Grounded in Design Thinking

All teams in the Tiger Challenge use design thinking, a methodology that unlocks empathy, creativity, collaboration and open-mindedness. This is not a competition or course; every Tiger Challenge team is highly supported throughout, receiving the training, mentorship, space and resources necessary to do this crucial work well.

Design thinking is a creative approach to problem solving that includes a step-by-step process, a suite of tools, and a few orienting mindsets. The videos below provide an introduction to the five phases of the Tiger Challenge.

 

Phases of the Tiger Challenge

1. Inspiration

Through interviews and observation of end-users and other stakeholders, teams learn from the people with whom they are designing and are inspired by opportunities for design.

The core mindset of this phase is empathic reasoning, thus teams interview stakeholders not only about their topics, but also about stakeholders' values, attitudes, beliefs and expectations. This helps build a rich picture of people and cultures.

Binoculars, mp3 player, lined notepad, camera, closed notepad

2. Synthesis

By exploring themes, connections and asymmetries in the qualitative data, teams articulate key insights and opportunities for design that might unlock impactful innovations.

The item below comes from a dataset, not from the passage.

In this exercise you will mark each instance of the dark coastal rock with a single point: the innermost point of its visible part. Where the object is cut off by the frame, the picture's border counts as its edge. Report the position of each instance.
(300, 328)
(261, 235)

The core mindset of this phase is abductive reasoning, the ability to generate hypotheses from observation, analysis and intuition.

Team members sythesising ideas using sticky notes

3. Ideation

Using the insights and design opportunities as springboards, teams brainstorm hundreds of ideas and then develop core concepts that are viable, feasible and desirable.

The core mindset in this phase is creative confidence. Teams encourage their partners and stakeholders to think big in developing truly innovative possibilities. 

Lightbulb and sticky notes

4. Prototyping

Teams create low-fidelity prototypes of the concepts they have developed, test them with stakeholders, and rapidly iterate based on their findings and feedback.

The core mindset in this phase is being hypothesis-driven. Teams get their concepts out in front of stakeholders quickly and crudely, in order to incorporate feedback into their designs. 

Sewing machine, scissors, paint brush, drill, and tape

5. Implementation

Implementation takes place when teams have successfully piloted their concepts (and iterated). While implementation will look different for every project, it is a sign that the teams’ ideas are ready to scale!

The core mindset of this phase is courage to take action. It takes a lot of courage to launch (and advocate for) innovation. Teams become champions for the concepts they co-designed (while still observing, and iterating throughout).